Lisa Forte, partner at Red Goat Cyber Security, added: “The greatest financial risk post-breach no longer sits with the regulatory fines that could be issued. Lawsuits are now commonplace and could equal the writing of a blank cheque if your data is compromised.
“European countries haven’t typically subscribed to a litigious way of regulating the behaviour of companies. That is now changing and without explicit government intervention, companies will need to accept they need deeper pockets to cover the lawsuit gold rush we are starting to see.”
Forte further noted the Lloyd vs Google case – currently at the UK Supreme Court – that, if successful, would make such group litigations ‘opt-out’ as opposed to ‘opt-in’. She said this should be a “huge worry” for CISOs and DPOs. A decision on this case is expected later in 2021.
In the meantime, Egress found that 91% of security leaders said they were turning to specialist insurance providers to cover them against cyber incidents and data breaches, or had already upgraded existing policies since GDPR came in.

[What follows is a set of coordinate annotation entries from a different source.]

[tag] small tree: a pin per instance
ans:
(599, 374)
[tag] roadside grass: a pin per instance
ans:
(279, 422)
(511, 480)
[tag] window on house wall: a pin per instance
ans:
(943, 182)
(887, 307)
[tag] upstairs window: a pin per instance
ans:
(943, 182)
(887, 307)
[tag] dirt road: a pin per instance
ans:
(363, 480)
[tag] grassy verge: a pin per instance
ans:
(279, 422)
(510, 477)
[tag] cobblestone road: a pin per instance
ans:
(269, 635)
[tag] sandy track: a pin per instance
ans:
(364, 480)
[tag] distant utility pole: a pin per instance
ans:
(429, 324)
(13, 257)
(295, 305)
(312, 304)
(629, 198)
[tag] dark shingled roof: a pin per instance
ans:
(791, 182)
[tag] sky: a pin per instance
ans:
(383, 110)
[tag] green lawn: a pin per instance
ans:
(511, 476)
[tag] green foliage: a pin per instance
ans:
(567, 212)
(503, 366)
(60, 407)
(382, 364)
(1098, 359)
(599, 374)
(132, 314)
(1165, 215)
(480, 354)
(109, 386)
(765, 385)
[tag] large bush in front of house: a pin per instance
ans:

However, Edina Csics, a specialist GDPR and data protection consultant at Belgium-based GIS-Consulting, said that this was not enough in and of itself.

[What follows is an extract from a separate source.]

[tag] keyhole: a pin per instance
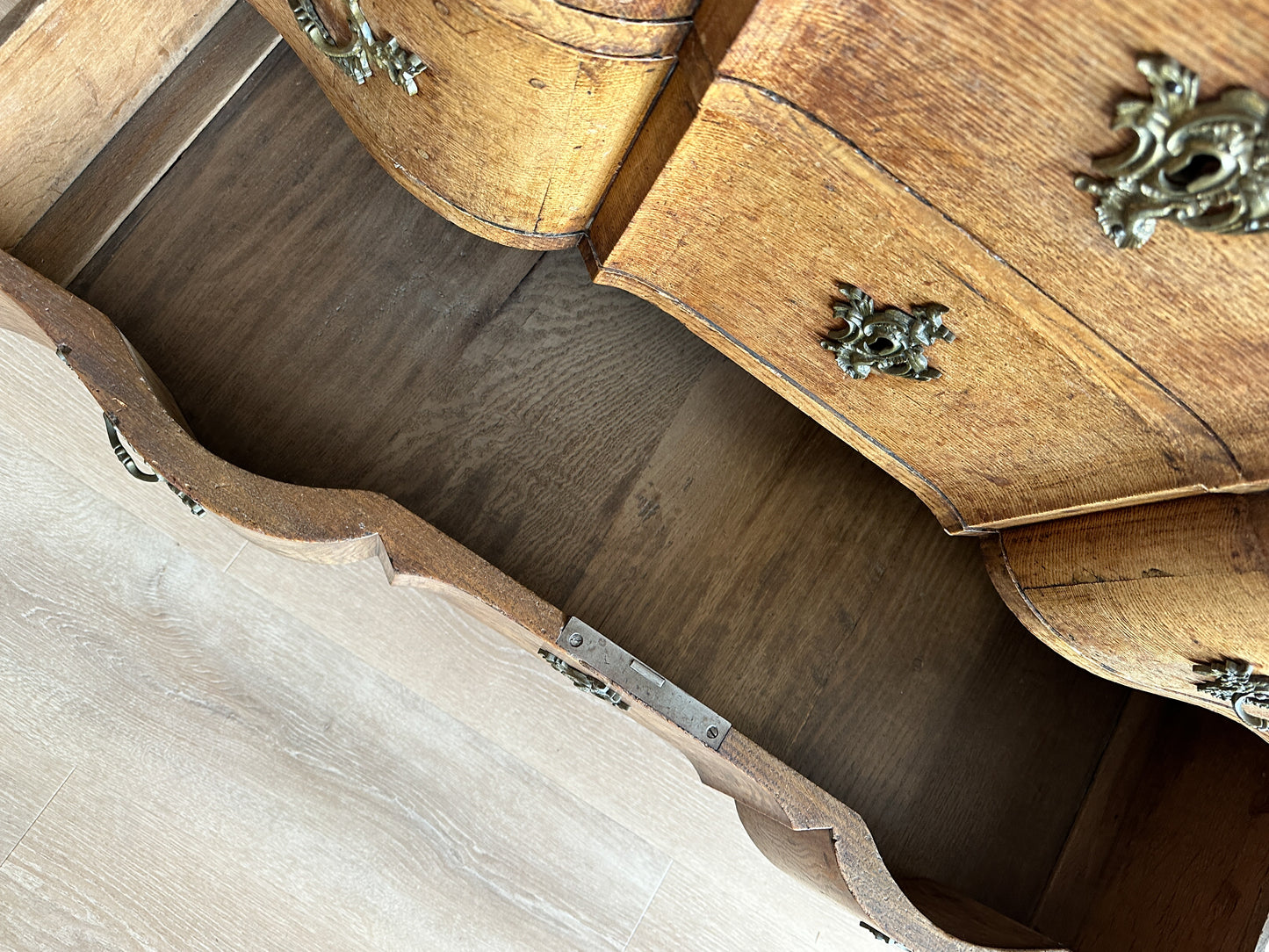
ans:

“While cyber insurance might cover the financial damage caused by a data breach, it won’t help recover any reputational damage done,” she said. “I hope that the 91% of respondents that have changed their cyber-insurance policies in response to GDPR have also considered doing the right thing by putting more serious measures in place than click-through employee security training and remediating their loosely implemented security technologies in addition to, and not instead of, taking out cyber insurance.”
Nevertheless, and regardless of motivation, said Csics, there was much to be thankful for in security leaders taking steps to avoid damage to their companies, because their actions were likely to play in favour of consumers and overall data protection.
She added: “Having said that, looking at the past activity of the ICO and its enforcement habits, I am inclined to understand why security leaders are more worried about the actions of those who are directly impacted – the data subjects whose personal data is subject to their not-quite watertight security measures – and those data protection activists that have an even higher drive to prove that there is more that organisations can do to guard personal data.”